In terms of therapists, attachment trauma may be healed through practices like somatic therapy, cognitive behavioral therapy (CBT), interpersonal therapy, and of course, family therapy. To augment this on your own, however, you could consider journaling about the experiences in your childhood. By taking time to draw memories out of your mind and put them out on paper (or type them up with a keyboard), you could identify cycles of trauma and even generational patterns. Get to know your inner self through some shadow work, and don’t hide away from even the darkest shadows that might start to show.

If appropriate, faith may indeed be one of your best paths forward, even if you are questioning, skeptical, or were raised without it, because of the father-daughter relationship you could develop with God.
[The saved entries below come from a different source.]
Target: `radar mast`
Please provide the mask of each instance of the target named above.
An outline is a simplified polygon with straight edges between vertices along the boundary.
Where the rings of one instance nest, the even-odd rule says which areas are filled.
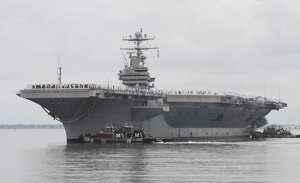
[[[59,64],[59,57],[58,57],[58,67],[57,67],[57,84],[61,85],[61,66]]]
[[[121,48],[121,50],[126,50],[129,55],[130,60],[129,65],[125,64],[125,68],[120,70],[118,73],[119,80],[122,84],[133,88],[143,88],[150,89],[154,87],[154,77],[150,77],[148,68],[145,67],[146,56],[144,56],[144,51],[150,49],[158,49],[158,47],[144,46],[142,43],[144,41],[154,40],[155,37],[148,37],[147,34],[143,34],[142,29],[135,32],[134,36],[129,35],[127,38],[123,38],[123,41],[128,41],[129,43],[134,43],[133,47]]]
Where humans fail (and boy, do they fail quite often), a divine Creator is someone who serves as the perfect father figure to watch over you, provide wisdom, and reassure you that you’re not a mistake.

When you’re ready – and if it’s appropriate and safe – you may want to work on building a better relationship with your dad. Now that you’re an adult and can stand on your own two feet, this is the time that you can speak to him as his full equal. 

I completely get it – you might not want to forgive your dad for his shortcomings, but if you harbor resentment in your heart, you may not ever move forward. Your forgiveness doesn’t excuse or condone his mistakes, but by at least offering him the benefit of the doubt and opening the door to make amends, you’re giving yourself the chance to be rid of toxic emotions.

Closing Thoughts

There’s a positive, love-filled future ahead for you. While I’d certainly never downplay the effects that emotionally unavailable, self-destructive, or abusive fathers can have on a growing girl, I do know that there’s a path for everyone to heal. The healing process might be anything but linear, and it certainly won’t happen overnight, but you can break the cycle.